When to Consider a Spread

In a market like this, and for that matter any market, it is wise to consider a spread trade. Like everything in option trading, there are always trade-offs. The same is true of spreads. There are so many different risk/reward scenarios to ponder as well as positive and negative options greeks. With just a long or short call or put, you have either positive or negative delta, gamma, theta and vega. But when buying and selling, you have both for each greek. So, if an option trader wants to totally or partially offset some risk due to one or more of the greeks, a spread should be considered.

As an example, let’s say an option trader believes XYZ stock will rally over the next month or so. The stock is currently trading at $39.50. He could buy the December 40 call for 3.50. But what if XYZ traded sideways or dropped in price over the next several weeks or the implied volatility of the option fell? The value or premium of the option would probably be lowered.

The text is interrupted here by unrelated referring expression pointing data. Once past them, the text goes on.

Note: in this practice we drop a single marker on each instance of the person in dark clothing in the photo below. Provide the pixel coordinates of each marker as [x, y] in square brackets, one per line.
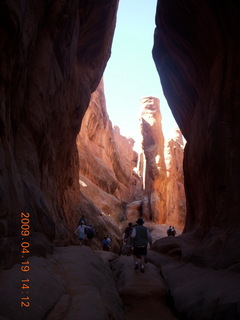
[128, 239]
[141, 236]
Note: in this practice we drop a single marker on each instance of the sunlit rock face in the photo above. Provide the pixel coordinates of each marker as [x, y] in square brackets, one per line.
[161, 169]
[154, 169]
[196, 51]
[175, 193]
[107, 160]
[53, 55]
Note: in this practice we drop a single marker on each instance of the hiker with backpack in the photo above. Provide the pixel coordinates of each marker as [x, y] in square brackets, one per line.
[106, 243]
[141, 236]
[89, 232]
[80, 232]
[128, 239]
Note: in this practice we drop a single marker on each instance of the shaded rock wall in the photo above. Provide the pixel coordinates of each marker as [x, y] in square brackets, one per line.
[154, 168]
[53, 55]
[161, 169]
[175, 193]
[107, 160]
[196, 51]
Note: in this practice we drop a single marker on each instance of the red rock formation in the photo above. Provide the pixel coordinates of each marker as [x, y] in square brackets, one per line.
[106, 160]
[154, 169]
[175, 193]
[53, 55]
[196, 52]
[164, 199]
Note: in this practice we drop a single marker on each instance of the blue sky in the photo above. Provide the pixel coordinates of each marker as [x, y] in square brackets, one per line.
[131, 73]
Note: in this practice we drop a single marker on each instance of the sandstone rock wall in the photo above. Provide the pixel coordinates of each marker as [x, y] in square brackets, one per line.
[196, 51]
[154, 168]
[53, 55]
[161, 169]
[175, 193]
[107, 160]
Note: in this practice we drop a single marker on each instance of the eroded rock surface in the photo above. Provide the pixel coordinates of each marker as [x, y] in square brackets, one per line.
[107, 159]
[160, 164]
[53, 55]
[196, 51]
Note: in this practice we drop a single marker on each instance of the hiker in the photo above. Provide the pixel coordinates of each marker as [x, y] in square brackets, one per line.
[80, 232]
[83, 220]
[89, 232]
[173, 232]
[128, 239]
[141, 236]
[106, 243]
[169, 231]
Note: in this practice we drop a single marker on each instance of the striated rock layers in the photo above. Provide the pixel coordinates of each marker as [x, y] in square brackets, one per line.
[161, 169]
[196, 51]
[53, 55]
[175, 193]
[107, 160]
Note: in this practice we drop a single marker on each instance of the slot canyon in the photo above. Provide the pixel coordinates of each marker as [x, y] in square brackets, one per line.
[61, 158]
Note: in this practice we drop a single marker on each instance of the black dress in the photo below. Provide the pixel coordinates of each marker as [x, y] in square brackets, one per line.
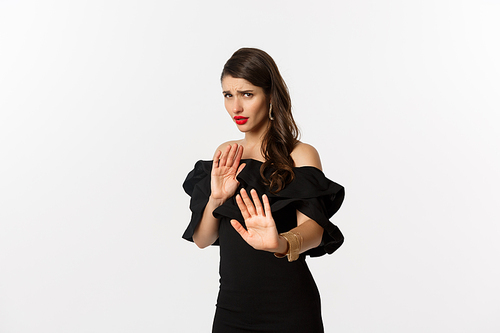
[259, 292]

Instead of just buying a call, a bull call spread could be implemented by selling a higher strike call against the long call. A December 45 call can be sold for 1.75, which not only lowers the cost and maximum risk on the trade to 1.75, it also lowers the position’s exposure to implied volatility changes because the spread’s vega is lower than just the long call by itself. Vega measures the sensitivity of an option’s price to a change in implied volatility.
This spread lowers the risk, but it also limits potential gains because of the short option. Unlike a long call whose maximum profit is unlimited, no matter how much the stock rises past the short strike, maximum profit is capped.

Also, options traders should have a full understanding and be able to compare vega (option’s price change given a change in volatility), theta (option’s price change given a change in time decay) and delta (option’s price change given a change in the underlying) when buying calls and puts outright. Being aware of the greeks will help prevent buying options with inflated premiums or choosing options with too little time left to expiration and other problems too.

There are a lot of components that go into becoming a successful option trader. If buying call and puts were the answer to successful options trading, there would probably be more successful options traders out there. Many option traders use spreads, but you also need to fully understand what you are giving up and getting in return compared with single-legged option trades.